Activation of constitutive 5-hydroxytryptamine1B receptor by a series of mutations in the BBXXB motif: positioning of the third intracellular loop distal junction and its Goα protein interactions

Abstract

Constitutive activity of the recombinant human 5-hydroxytryptamine_1B (5-HT_1B) receptor (RC code 2.1.5HT.01.B) was investigated by mutagenesis of the BBXXB motif (in which B represents a basic residue and X a non-basic residue) located in the C-terminal portion of the third intracellular loop.
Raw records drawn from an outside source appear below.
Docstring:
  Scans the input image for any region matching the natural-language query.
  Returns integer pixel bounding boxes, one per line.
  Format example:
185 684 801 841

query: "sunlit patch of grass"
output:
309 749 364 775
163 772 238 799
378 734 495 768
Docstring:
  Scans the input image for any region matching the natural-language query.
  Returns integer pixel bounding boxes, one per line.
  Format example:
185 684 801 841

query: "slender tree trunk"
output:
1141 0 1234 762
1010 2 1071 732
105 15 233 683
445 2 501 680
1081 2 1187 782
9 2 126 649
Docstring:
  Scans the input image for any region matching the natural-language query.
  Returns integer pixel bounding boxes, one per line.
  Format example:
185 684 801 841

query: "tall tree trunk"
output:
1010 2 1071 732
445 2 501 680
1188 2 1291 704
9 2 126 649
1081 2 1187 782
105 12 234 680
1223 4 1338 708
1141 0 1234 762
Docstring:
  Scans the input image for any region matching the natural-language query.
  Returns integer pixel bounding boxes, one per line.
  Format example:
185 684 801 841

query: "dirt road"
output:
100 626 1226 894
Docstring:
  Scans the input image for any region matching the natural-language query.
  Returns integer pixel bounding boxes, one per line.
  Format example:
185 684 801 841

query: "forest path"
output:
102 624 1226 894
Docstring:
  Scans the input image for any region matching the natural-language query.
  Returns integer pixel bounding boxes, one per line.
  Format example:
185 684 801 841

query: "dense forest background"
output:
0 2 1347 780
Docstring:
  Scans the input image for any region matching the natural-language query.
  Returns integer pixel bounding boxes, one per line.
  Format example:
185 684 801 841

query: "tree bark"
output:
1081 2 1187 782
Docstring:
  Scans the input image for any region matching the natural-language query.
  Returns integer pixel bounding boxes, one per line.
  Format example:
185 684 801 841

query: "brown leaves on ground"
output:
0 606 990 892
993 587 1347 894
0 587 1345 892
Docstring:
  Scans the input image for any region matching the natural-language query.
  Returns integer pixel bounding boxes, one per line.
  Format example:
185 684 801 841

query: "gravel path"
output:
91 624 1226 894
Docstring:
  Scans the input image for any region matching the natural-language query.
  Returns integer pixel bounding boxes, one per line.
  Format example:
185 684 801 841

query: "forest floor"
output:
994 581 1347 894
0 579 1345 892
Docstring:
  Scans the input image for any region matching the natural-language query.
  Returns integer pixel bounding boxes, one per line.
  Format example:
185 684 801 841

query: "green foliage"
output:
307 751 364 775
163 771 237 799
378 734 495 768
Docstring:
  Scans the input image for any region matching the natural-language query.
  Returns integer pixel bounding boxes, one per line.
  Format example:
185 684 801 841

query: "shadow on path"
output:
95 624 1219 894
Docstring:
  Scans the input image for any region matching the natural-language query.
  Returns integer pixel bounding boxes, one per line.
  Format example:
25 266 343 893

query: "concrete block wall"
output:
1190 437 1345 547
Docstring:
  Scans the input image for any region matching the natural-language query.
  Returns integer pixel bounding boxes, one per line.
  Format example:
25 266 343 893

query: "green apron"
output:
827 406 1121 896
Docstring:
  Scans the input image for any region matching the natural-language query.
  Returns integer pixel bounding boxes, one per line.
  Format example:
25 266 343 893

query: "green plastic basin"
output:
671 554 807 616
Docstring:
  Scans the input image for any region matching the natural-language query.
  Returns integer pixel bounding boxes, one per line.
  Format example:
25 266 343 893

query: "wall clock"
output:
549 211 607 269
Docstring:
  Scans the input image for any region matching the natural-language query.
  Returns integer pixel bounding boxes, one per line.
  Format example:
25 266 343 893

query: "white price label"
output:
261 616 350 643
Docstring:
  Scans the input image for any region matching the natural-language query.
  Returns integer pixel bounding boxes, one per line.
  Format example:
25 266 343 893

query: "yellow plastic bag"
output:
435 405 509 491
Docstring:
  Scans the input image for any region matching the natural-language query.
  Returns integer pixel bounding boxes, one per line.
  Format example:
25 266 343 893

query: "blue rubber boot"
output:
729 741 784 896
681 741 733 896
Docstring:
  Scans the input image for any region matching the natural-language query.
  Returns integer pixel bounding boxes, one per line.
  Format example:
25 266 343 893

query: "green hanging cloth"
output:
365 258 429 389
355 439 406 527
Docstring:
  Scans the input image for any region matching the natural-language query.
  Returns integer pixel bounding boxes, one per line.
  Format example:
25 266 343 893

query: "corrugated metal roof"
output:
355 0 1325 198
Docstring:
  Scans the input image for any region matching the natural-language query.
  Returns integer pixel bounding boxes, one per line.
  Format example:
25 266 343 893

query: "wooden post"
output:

In contrast with wild-type 5-HT_1B receptors, three receptor mutants (Thr³¹³ → Lys, Thr³¹³ → Arg and Thr³¹³ → Gln) increased their agonist-independent guanosine 5′-[γ-[³⁵S]thio]triphosphate binding response by 26-41%. This activity represented approx. 30% of the maximal response induced by 5-HT and could be reversed by the inverse agonists methiothepin and 3-(3-dimethylaminopropyl)-4-hydroxy-N-(4-pyridin-4-yl phenyl)-benzenamide (GR 55562). Enhanced agonist-independent and agonist-dependent 5-HT_1B receptor activation was provided by co-expression of a pertussis toxin-resistant rat G_oα Cys³⁵¹ → Ile protein. The wild-type 5-HT_1B receptor displayed a doubling in basal activity, whereas a spectrum of enhanced basal activities (313-571%) was observed with a series of diverse amino acid substitutions (isoleucine, glycine, asparagine, alanine, lysine, phenylalanine, glutamine and arginine) at the 5-HT_1B receptor position 313 in the presence of pertussis toxin (100 ng/ml). Consequently, the constitutive 5-HT_1B receptor activity can be modulated by the mutation of Thr³¹³, and displays a graded range between 11% and 59% of maximal 5-HT_1B receptor activation by 5-HT. No clear pattern is apparent in the framework of traditionally cited amino acid characteristics (i.e. residue size, charge or hydrophobicity) to explain the observed constitutive activities. The various amino acid substitutions that yielded enhanced activity are unlikely to make similar intramolecular interactions within the 5-HT_1B receptor. It is hypothesized that the positioning of the junction between the third intracellular loop and transmembrane domain VI is altered by mutation of Thr³¹³ in the BBXXB motif and thereby unmasks G_α-protein interaction points.